The A 2 is completely six-lane between the Ruhr area and Berlin. The final un-widened section was completed in mid-December 2011. During the long widening period, traffic jams several kilometres long became a regular feature. Despite extensive safety measures, serious rear-end collisions involving trucks were a frequent occurrence.

At the end of October 2013, after 18 months of construction, the "Lipperland Nord" filling station and service facilities opened north of the Ostwestfalen / Lippe intersection. The services at Lipperland Süd had already been completed.
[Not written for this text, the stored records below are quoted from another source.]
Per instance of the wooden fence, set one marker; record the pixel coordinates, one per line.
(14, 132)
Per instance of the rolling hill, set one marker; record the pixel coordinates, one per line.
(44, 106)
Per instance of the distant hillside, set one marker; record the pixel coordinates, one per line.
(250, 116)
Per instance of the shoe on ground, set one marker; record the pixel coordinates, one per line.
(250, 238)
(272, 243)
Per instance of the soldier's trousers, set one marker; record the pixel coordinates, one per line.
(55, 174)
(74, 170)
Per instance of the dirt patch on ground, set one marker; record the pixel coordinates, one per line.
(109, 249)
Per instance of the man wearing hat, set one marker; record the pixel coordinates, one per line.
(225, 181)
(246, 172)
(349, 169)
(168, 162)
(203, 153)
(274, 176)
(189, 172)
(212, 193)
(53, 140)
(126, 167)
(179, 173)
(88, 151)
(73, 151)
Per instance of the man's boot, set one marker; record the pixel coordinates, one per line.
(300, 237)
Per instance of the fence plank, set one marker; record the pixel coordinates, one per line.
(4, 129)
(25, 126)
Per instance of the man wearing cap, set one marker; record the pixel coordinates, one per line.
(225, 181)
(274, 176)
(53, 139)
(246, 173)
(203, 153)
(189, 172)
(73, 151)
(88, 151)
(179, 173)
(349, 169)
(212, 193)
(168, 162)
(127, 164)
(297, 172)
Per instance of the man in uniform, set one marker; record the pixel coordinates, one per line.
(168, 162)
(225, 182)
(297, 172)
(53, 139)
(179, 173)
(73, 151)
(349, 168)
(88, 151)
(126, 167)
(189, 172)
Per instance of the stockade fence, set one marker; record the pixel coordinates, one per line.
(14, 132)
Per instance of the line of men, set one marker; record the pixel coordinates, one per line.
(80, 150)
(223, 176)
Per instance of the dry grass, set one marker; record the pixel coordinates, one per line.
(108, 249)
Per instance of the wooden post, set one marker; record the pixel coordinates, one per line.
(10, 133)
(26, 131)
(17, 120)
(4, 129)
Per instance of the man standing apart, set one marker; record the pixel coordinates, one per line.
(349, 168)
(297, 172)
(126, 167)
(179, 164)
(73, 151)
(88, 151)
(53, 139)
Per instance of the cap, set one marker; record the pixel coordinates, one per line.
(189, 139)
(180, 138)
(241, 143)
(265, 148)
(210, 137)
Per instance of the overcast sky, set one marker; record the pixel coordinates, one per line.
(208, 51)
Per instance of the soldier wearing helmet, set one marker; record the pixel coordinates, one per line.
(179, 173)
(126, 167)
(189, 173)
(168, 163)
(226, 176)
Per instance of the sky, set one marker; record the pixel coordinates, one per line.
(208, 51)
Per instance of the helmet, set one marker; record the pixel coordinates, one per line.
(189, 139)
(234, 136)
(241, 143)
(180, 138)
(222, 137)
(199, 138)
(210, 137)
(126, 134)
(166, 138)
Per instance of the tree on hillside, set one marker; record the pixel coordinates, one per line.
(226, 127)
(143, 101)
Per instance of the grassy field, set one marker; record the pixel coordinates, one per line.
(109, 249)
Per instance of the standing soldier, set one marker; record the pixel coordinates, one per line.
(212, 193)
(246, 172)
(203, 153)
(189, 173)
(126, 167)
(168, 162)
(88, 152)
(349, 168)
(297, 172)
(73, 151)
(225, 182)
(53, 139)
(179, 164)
The states of Lower Saxony and North Rhine-Westphalia want to expand the busy A 2 from Bielefeld to the border with Saxony-Anhalt to eight lanes. In order to meet the expected increase in traffic, especially of trucks on this important east–west connection, both states have given notice of the expansion under the Federal Transport Infrastructure Plan 2030. However, the final version of the relevant plan, which came into force at the end of 2016 with an amendment to the Highways Act, now only includes an extension to the motorway triangle at Bottrop and Hannover-West, the Hannover-Buchholz exit and the eight-lane extension from Herrenhausen to AD Hannover-West, which is needed urgently to resolve frequent bottlenecks. Further needs include the eight-lane widening of the sections from Bad Nenndorf to Herrenhausen and Hannover-West to Hannover-East.

On the approximately 3.5 km section between the Hannover-Ost interchange and Lehrte, the side strips were equipped with emergency bays, structurally adapted and marked out as "Verflechtungsstreifen" (weaving, or merging lanes) in blocks, on 28 January (in the direction of Berlin) and 1 February (in the opposite direction). Traffic is routed there using LED panels and supplementary variable messaging signs.